Pero para ellos el desfile de maravillas no había concluido. De avión en avión aterrizaron en Agrá para visitar el monumento indio más célebre del mundo: el Taj Mahal, construido en mármol con infinidad de incrustaciones en piedras preciosas.

Estaban ante él, junto a las fuentes y jardines que rodean el palacio. A la caída del sol, éste adquirió un hermoso tono anaranjado.

—El monarca que construyó esta joya para honrar la memoria de su esposa, debió amarla mucho… —dijo Raúl, en pleno ataque de romanticismo.

Pero tuvo que recoger velas, pues en los últimos días era blanco de las burlas de sus compañeros, que cruzaban risitas y miradas nada disimuladas.

Todavía en Agrá pudieron contemplar la fantástica mezquita Perla, y, al día siguiente, deambulaban por Bhubaneswar, admirando fascinados los delicados encajes de piedra roja de sus docenas de templos.

Sus angustias en la selva estaban totalmente olvidadas en el momento de emprender el regreso a España, con Petra como pasajera del reactor, aunque confinada en una jaula dentro del compartimiento de los equipajes y con todos sus papeles en regla, gracias a los buenos oficios de los patrocinadores del viaje.

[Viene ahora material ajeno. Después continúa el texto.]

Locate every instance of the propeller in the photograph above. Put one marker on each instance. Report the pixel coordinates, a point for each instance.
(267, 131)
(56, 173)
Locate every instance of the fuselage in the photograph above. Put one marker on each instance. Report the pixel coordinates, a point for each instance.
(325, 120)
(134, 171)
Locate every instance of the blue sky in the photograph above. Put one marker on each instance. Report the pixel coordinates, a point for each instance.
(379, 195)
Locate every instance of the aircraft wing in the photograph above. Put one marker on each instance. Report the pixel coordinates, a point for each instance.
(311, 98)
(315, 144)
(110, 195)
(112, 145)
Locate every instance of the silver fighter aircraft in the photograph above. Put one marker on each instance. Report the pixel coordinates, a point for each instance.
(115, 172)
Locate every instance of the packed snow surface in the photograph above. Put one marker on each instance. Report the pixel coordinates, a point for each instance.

Tan fatalmente mal le sentó a Petra tal forma de viajar, que sin duda en su fuero interno decidiría hacerlo de polizón o quedarse en casa por siempre jamás.

Los seis habían recibido como obsequio una bella talla representando al Elefante Sagrado, pero, como Sara dijo, no necesitarían objetos materiales para que el recuerdo de aquellos días en la India se borrase de sus mentes.

—Y por si fuera poco —sentenció Verónica—, es en la India donde tuvo lugar nuestro ingreso en la «Orden del Jaguar».